“Today, 99 years ago, a handful of revolutionaries met in Havana to found the first Communist Party of Cuba, the glorious predecessor of the current one. We will always admire our precursors,” wrote Roberto Morales Ojeda, Secretary of Organization of the Central Committee of the Communist Party of Cuba.
Cuba commemorates this August 16th as the date of the founding in 1925 of the first Communist Party of Cuba, with a Marxist-Leninist orientation and an expression of the continuity of the emancipatory struggles in the Caribbean country.
According to historical notes, an old house in the Vedado residential area of the capital welcomed some 17 delegates from various communist groups, convened by the revolutionaries Carlos Baliño, Julio Antonio Mella and José Miguel Pérez, at that time its first general secretary.
In this context, the contributions to the nascent political organization of Baliño, the veteran combatant who joined the National Hero, José Martí, in the creation of the Cuban Revolutionary Party, and Mella, the student leader fervent defender of the Apostle’s ideology, were decisive.
Like other forces of the same kind that emerged around the 1920s, the Party joined the Third International, founded by Vladimir Ilich Lenin, the leader of the first socialist revolution in the world, in Russia.

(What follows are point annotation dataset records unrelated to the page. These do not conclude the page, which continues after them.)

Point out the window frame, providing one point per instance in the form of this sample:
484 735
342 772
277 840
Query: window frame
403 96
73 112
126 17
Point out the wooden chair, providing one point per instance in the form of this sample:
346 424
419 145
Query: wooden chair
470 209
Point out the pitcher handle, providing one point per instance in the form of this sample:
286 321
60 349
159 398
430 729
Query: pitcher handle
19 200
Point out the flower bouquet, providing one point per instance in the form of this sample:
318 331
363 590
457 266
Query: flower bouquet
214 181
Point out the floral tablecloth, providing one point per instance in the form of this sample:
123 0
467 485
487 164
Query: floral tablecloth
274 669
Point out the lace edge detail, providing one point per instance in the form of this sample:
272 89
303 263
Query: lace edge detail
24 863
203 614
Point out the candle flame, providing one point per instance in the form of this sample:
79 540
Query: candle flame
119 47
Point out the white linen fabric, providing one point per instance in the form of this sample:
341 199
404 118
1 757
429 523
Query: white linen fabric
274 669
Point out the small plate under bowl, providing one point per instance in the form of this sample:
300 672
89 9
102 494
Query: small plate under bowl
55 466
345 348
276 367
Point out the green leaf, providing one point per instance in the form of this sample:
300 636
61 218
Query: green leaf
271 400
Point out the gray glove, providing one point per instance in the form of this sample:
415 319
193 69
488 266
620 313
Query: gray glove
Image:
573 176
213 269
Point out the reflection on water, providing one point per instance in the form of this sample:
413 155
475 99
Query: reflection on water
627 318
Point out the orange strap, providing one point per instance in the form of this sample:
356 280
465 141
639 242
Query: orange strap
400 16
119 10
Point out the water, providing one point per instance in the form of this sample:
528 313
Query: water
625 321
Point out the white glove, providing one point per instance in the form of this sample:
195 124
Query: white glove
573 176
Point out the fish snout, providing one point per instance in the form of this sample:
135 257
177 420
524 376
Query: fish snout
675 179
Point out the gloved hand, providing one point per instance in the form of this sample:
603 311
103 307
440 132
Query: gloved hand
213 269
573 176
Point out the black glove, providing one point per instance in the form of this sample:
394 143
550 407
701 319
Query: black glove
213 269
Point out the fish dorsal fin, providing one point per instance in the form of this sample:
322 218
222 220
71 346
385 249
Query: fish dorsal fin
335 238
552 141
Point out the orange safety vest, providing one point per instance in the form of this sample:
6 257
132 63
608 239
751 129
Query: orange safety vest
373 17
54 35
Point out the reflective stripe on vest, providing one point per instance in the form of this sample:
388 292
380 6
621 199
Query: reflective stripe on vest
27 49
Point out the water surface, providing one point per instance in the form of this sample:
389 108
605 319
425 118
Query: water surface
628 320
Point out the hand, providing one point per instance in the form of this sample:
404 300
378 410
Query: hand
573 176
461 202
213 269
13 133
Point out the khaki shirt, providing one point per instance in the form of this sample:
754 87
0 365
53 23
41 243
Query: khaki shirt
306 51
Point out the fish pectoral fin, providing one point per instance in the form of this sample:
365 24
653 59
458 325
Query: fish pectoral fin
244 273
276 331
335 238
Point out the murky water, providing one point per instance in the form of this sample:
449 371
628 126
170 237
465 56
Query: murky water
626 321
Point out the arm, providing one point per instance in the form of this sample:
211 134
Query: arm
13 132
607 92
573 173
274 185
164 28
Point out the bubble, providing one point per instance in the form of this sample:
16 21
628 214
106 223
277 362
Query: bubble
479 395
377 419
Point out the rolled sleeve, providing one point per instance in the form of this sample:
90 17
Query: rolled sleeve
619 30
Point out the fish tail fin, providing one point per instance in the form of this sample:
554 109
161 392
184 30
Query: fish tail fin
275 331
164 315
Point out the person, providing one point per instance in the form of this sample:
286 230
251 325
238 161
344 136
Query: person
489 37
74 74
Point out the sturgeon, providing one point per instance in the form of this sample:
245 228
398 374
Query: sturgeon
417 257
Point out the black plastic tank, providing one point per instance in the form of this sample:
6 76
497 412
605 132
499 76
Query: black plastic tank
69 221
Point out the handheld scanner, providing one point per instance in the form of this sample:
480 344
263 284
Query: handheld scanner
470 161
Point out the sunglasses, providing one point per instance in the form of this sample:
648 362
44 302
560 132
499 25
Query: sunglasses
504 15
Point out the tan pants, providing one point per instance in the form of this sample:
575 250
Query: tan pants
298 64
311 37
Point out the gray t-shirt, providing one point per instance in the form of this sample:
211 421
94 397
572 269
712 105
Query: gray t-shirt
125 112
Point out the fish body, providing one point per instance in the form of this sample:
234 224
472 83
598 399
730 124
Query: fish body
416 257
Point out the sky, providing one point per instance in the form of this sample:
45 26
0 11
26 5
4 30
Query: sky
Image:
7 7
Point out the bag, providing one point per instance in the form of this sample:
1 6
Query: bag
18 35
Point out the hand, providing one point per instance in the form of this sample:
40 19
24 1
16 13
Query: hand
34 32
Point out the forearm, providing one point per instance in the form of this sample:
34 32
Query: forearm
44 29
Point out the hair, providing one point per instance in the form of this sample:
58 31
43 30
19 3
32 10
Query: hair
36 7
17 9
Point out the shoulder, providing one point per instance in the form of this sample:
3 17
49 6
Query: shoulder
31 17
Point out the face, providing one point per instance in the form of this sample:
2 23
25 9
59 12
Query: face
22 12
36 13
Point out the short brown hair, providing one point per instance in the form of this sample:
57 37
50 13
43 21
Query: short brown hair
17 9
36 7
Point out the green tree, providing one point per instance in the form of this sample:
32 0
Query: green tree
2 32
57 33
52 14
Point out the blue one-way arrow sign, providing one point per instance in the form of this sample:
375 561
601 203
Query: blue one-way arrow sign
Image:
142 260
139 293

Despite not having a solid theoretical knowledge of communism, its members proposed programs of demands for workers and peasants, and carried out activities for the rights of women and youth.
This founding moment, together with the creation, days before, of the National Workers’ Confederation of Cuba, meant a new boom in union struggles against the regime of Gerardo Machado (1925-1933), a general of the war of independence who undertook a fierce repression against the Party.
Within only 15 days of being founded, the political group had to go into absolute clandestinity, since, under the pretext of being Spanish, the elected general secretary was deported and several of its members were arrested, including Baliño, who died the following year.
For his part, Mella suffered judicial proceedings and the incipient labor movement was repressed, as part of the persecution and prohibitions established by the Machado regime, which prevented the public life of that political force, illegal on the island until 1938.
The members of that political affiliation were recognized for their honesty, prestige and self-denial, qualities that earned them enormous prestige among the forces that aspired to the sovereignty and independence of Cuba.
History highlights the performance of communist leaders at the head of the labor movement such as Jesús Menéndez and Aracelio Iglesias, Lázaro Peña, or intellectuals of the caliber of Juan Marinello and Carlos Rafael Rodríguez.
With the triumph of the Cuban revolution in 1959, a process of unification of the forces that fought the regime of Fulgencio Batista (1952-1959) took place. The Popular Socialist Party joined the 26th of July Movement and the 13th of March Revolutionary Directorate in the Integrated Revolutionary Organizations (ORI) in 1961.
The ORI became, almost a year later, in 1962, the United Party of the Socialist Revolution of Cuba, until in October 1965 it resumed the name of the Communist Party of Cuba.